2: Bernie Sanders—Not going to run, and he’s an avowed socialist. Next.
3: Russ Feingold—Not going to run. Couldn’t get reelected in his own state.
4: Dennis Kucinich—Not going to run. Considering moving to Washington state to carpetbag a house seat now that his has been eliminated in Ohio. Sees UFO’s.
5: Alan Grayson—Not going to run. Couldn’t get reelected in his own state. Also, a bit nuts.
So, in breaking down this list, we have 5 people who aren’t going to run, and would have no chance if they did. The only thing they would accomplish would be to weaken the President and strengthen Perry or Romney. How does that not frighten you?
But let’s dig deeper. Of the 5 possible candidates I mentioned, three are legitimate. You can toss out Kucinich and Grayson right away. Decent guys, right on the issues, not a chance in hell. I love Bernie Sanders as much as the next guy. He’s the real deal. However, if Obama can get beat up for being a socialist, what do you think will happen to an actual socialist?

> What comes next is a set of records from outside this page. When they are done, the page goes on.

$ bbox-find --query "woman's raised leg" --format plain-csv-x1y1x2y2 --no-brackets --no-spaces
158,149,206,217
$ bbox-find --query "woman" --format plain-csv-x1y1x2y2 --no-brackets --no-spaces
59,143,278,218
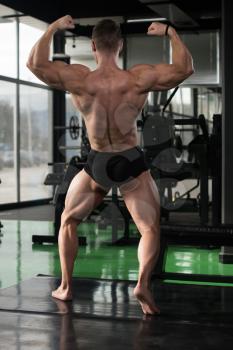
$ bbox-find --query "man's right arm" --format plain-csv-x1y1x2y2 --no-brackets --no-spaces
130,23,194,93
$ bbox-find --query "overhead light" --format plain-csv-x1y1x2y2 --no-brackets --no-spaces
126,17,167,23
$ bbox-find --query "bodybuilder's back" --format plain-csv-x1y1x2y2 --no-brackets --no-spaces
72,67,147,152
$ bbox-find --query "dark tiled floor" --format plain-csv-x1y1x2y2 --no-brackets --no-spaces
0,277,233,350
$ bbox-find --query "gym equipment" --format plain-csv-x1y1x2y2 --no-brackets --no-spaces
154,224,233,283
54,115,81,140
32,156,86,245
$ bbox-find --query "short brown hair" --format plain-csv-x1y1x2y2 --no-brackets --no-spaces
92,19,122,51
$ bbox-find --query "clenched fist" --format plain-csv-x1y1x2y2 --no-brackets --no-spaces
52,15,75,30
147,22,170,36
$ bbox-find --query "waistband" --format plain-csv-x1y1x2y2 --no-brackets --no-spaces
89,146,143,155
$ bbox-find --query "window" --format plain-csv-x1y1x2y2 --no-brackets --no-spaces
19,16,49,84
0,5,17,78
127,35,169,68
0,81,17,204
20,85,53,201
178,32,220,86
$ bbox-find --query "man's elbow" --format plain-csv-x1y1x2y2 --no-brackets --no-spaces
183,66,194,80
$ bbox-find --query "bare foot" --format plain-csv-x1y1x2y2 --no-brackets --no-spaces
134,285,160,315
52,286,72,301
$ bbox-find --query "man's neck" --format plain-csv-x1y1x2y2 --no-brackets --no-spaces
97,54,118,68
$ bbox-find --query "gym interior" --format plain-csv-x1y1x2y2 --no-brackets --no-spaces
0,0,233,350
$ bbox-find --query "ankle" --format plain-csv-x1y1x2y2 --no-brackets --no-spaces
136,279,150,289
60,282,71,291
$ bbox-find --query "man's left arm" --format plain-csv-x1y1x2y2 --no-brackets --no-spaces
27,16,88,90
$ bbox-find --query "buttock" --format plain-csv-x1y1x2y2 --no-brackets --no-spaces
84,146,148,189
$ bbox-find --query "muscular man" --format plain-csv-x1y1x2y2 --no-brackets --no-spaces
27,16,193,314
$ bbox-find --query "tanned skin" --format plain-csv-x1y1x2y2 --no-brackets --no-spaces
27,16,193,314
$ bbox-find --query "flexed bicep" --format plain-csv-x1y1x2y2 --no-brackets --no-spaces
132,63,187,93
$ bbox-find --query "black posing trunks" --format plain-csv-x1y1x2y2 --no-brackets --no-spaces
84,146,149,190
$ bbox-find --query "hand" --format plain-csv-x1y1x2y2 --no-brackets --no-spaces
147,22,167,36
52,15,75,30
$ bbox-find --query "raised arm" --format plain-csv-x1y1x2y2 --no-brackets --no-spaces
27,16,89,91
130,22,194,93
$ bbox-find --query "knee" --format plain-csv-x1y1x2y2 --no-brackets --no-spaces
136,221,159,235
61,209,81,227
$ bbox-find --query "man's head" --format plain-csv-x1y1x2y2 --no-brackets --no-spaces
92,19,122,54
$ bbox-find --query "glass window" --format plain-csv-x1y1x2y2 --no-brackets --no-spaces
127,35,169,68
20,85,53,201
19,17,49,84
0,5,17,78
178,32,220,85
0,81,17,204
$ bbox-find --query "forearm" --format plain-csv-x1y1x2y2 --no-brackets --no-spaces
168,27,194,72
27,23,57,67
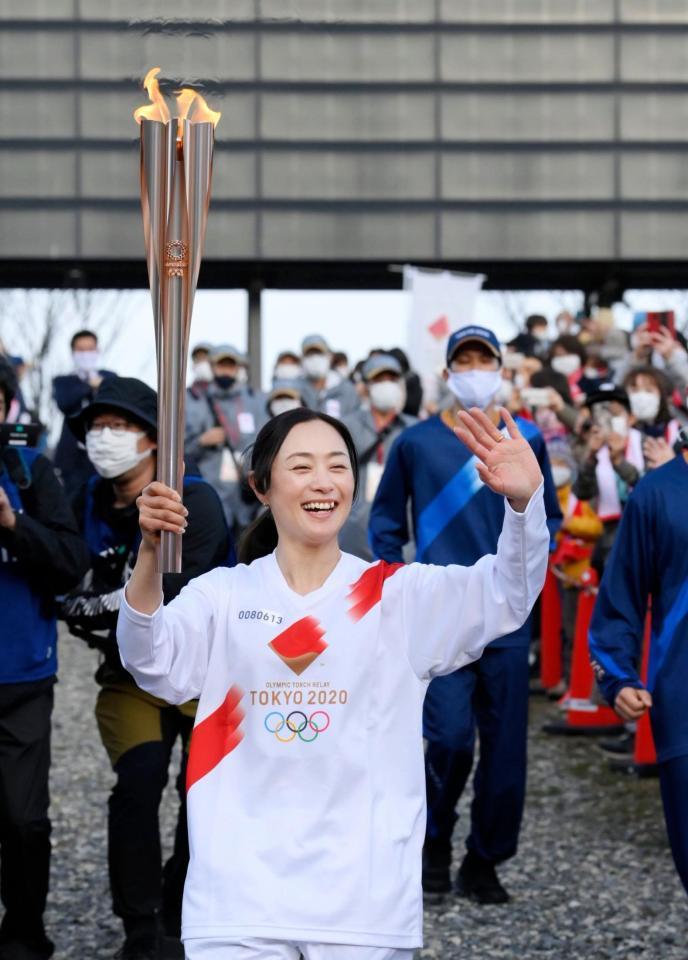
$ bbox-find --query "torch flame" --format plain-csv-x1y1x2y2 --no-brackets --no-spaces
176,87,222,127
134,67,222,130
134,67,170,123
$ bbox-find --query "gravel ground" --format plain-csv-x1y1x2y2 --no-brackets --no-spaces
47,637,688,960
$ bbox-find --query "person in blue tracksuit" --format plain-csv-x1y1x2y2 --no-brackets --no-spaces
61,377,235,960
369,326,561,903
0,357,89,960
589,446,688,892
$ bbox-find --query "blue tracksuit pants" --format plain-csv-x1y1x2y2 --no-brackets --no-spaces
423,646,528,863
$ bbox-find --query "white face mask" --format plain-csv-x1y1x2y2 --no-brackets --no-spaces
72,350,100,376
270,397,301,417
275,361,301,380
552,463,571,487
302,353,330,380
86,427,151,480
447,370,502,410
193,360,213,383
551,353,580,377
629,390,661,423
495,377,514,406
610,415,628,437
368,380,406,413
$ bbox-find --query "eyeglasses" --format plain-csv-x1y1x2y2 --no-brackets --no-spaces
88,420,139,437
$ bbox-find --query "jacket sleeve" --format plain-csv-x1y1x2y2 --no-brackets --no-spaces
117,569,230,703
589,494,654,706
368,434,411,563
162,483,234,603
0,456,90,595
387,485,550,680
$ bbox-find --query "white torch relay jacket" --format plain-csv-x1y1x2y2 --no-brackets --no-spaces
118,488,549,949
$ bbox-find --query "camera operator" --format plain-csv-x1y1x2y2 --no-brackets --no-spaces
62,377,234,960
0,357,88,960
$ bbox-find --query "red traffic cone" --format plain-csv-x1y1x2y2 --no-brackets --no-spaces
633,613,657,777
540,567,561,690
543,570,623,734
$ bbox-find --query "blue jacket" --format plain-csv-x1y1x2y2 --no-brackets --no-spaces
589,456,688,761
53,370,117,504
369,416,562,646
0,450,89,683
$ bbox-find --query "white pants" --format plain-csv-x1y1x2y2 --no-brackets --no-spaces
184,939,414,960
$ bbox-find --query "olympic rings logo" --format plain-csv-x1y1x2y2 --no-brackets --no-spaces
263,710,330,743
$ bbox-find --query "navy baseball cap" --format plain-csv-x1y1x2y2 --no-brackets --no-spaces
67,377,158,443
447,325,502,366
301,333,330,354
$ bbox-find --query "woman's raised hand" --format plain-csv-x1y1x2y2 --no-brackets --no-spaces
454,407,542,513
136,480,189,548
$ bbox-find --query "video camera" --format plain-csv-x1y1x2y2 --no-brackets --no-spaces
0,423,43,450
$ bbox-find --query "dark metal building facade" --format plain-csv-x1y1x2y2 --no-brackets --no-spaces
0,0,688,284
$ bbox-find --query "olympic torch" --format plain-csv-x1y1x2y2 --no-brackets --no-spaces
134,73,220,573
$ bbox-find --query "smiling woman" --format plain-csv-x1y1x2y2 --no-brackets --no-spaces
239,407,358,572
118,409,549,960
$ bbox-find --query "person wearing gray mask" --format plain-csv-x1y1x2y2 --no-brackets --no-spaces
339,353,416,560
60,377,234,960
369,325,561,903
184,344,268,538
300,334,360,420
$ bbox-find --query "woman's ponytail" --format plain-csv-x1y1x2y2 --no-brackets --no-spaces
238,508,277,564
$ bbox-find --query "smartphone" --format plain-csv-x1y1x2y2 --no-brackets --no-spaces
502,351,526,370
0,423,43,447
592,403,613,433
647,310,676,340
521,387,550,407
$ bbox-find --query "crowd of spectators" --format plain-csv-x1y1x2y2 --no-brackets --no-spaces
0,309,688,960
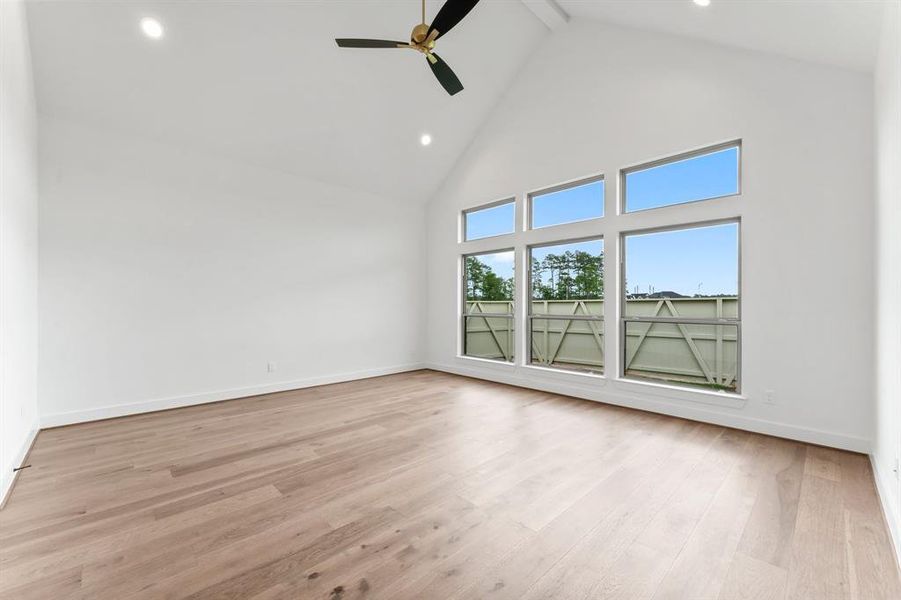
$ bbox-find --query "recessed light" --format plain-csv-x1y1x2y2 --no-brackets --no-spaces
141,17,163,40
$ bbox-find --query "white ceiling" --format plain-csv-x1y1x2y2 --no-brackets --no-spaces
26,0,891,200
557,0,884,71
28,0,548,199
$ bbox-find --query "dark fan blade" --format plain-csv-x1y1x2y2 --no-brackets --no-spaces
335,38,407,48
429,0,479,40
426,52,463,96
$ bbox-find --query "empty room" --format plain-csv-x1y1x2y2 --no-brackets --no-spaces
0,0,901,600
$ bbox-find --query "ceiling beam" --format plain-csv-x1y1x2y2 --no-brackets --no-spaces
522,0,569,31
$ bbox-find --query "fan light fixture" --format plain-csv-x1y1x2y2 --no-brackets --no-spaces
335,0,479,96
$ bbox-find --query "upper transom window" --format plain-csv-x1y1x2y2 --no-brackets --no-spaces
463,198,516,242
622,142,741,212
529,176,604,229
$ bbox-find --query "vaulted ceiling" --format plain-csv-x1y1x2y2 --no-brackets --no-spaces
28,0,882,200
28,0,548,200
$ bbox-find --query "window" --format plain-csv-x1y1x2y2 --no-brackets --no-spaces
622,142,741,212
463,250,514,362
529,176,604,229
621,221,741,392
529,239,604,373
463,199,516,241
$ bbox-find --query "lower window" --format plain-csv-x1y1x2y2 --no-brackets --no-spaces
529,239,604,374
620,221,741,393
624,318,740,392
463,250,515,362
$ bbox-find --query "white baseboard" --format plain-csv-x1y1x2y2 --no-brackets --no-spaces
41,363,425,429
426,363,872,454
0,423,39,508
870,454,901,568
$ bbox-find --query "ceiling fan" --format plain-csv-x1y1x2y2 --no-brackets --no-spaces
335,0,479,96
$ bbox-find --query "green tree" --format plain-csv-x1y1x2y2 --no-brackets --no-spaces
532,250,604,300
466,256,513,302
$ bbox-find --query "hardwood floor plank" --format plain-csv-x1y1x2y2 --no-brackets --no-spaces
0,371,901,600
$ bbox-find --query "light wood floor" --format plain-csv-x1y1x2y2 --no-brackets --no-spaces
0,371,901,600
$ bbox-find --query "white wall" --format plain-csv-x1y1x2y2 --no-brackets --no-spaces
873,3,901,560
39,118,424,426
0,0,38,504
427,20,874,451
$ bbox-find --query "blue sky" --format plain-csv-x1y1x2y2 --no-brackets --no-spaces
476,250,513,279
466,201,515,240
625,223,738,296
532,180,604,228
467,148,739,296
626,147,738,212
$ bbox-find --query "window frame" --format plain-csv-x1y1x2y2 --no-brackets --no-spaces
523,234,607,377
617,138,744,215
525,173,607,231
458,247,516,365
605,217,743,396
460,195,517,243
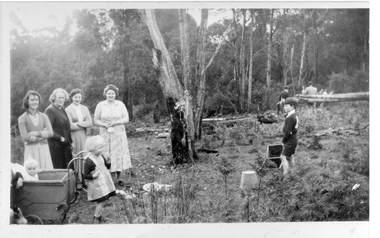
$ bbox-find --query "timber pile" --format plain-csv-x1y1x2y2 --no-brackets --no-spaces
315,124,369,137
294,92,369,103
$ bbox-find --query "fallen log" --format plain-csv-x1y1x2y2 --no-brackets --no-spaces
202,117,254,123
294,92,369,103
315,124,369,137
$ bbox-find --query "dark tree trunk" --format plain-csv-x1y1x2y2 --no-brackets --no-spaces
166,97,188,166
153,101,160,123
123,67,133,121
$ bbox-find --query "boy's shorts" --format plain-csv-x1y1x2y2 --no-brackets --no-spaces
281,143,297,157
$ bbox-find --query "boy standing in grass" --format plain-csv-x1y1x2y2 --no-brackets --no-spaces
281,97,298,175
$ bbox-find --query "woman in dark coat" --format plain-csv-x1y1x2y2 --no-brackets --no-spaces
281,97,299,175
45,88,73,169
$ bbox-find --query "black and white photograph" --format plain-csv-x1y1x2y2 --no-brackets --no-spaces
0,1,379,238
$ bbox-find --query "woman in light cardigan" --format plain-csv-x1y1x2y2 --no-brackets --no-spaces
94,84,132,186
18,91,53,169
65,88,92,181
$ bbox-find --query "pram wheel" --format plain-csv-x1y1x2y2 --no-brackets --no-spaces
25,215,44,225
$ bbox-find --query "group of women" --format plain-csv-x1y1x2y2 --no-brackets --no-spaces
18,84,132,186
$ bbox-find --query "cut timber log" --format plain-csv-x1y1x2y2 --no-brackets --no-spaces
135,127,169,132
202,117,253,123
294,92,369,103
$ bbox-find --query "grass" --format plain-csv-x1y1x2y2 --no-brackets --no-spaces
11,102,369,224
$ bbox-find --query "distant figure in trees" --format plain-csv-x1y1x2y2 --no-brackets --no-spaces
18,91,53,169
167,97,187,166
302,81,318,95
281,97,299,175
153,101,160,123
277,86,289,115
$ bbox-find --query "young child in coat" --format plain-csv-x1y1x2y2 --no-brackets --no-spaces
84,136,116,224
281,97,298,175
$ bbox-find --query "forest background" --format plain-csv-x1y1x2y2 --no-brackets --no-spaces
5,6,369,133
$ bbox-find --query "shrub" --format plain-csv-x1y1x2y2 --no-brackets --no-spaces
134,104,155,120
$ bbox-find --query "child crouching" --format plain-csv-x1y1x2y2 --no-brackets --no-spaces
24,155,39,181
84,136,116,224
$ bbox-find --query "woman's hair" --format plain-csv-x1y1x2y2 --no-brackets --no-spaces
103,84,119,97
24,156,37,168
84,135,106,152
22,90,41,109
49,88,69,102
69,88,84,101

That brings us to the two most viable candidates. Dean, who already lost once when running for President, and Feingold who got beaten by a Tea Party candidate as an incumbent Senator in his own state.
Which brings me to a greater point, if Feingold can’t win in Wisconsin with a great record of service in the senate then why are we even discussing this? Furthermore, how weak are we as progressives if we couldn’t get out and support Feingold and Grayson in 2010 against weak opposition? Now, we want them to run for President? If so, what are we going to do differently this time around?
It’s been said, that 90% of everything in life is showing up. Well, in 2010 we didn’t show up. Our reasons for not doing so are really just excuses. We didn’t get our way, I want it all, he’s not good enough, etc. And maybe all of that is true. However, if we were looking to punish the President by not supporting our congressional majorities during the mid-terms, then I say “Job well done!” Unfortunately, that bit of petulance has also left us with a completely intransigent Republican House and a soft majority in the Senate. As you may have already noticed, that means that NOTHING gets done, not the big stuff we wanted or even the small stuff we would like. I don’t know about you, but I’m feeling pretty punished myself right about now.
The truth is, if you want a more progressive President, then try electing a more progressive congress. One of the things we hated so much about Bush is that he acted more like King George than he did a President. For all his shortcomings, Obama is not George Bush. He needs congress, and we took it away from him. With it, went our progressive goals.
So here’s an idea. How about in 2012, we suck it up, support our “disappointing friend” and not only vote for him, but vote for our congressional hopefuls as well. Yes, I know, we need a viable third party. While I would never begrudge a person for voting their beliefs, I would suggest that winning is better than losing, and that forward—even in small steps—is better than backwards. And until we go to either a parliamentary system or institute run-off elections (good luck with that), then we really only have two choices, the Democrats or the Republicans. I don’t know about you, but I’ll be damned if I’m going to allow myself to be so disappointed that I forget what eight years of Republican rule was like and stay home or lodge what amounts to be a protest vote.
If you want to heal our country, I would suggest that we start with ourselves first, and let’s start now, because in 2012, there will be way too much at stake to still be in the position of sorting out our feelings and qualified misgivings.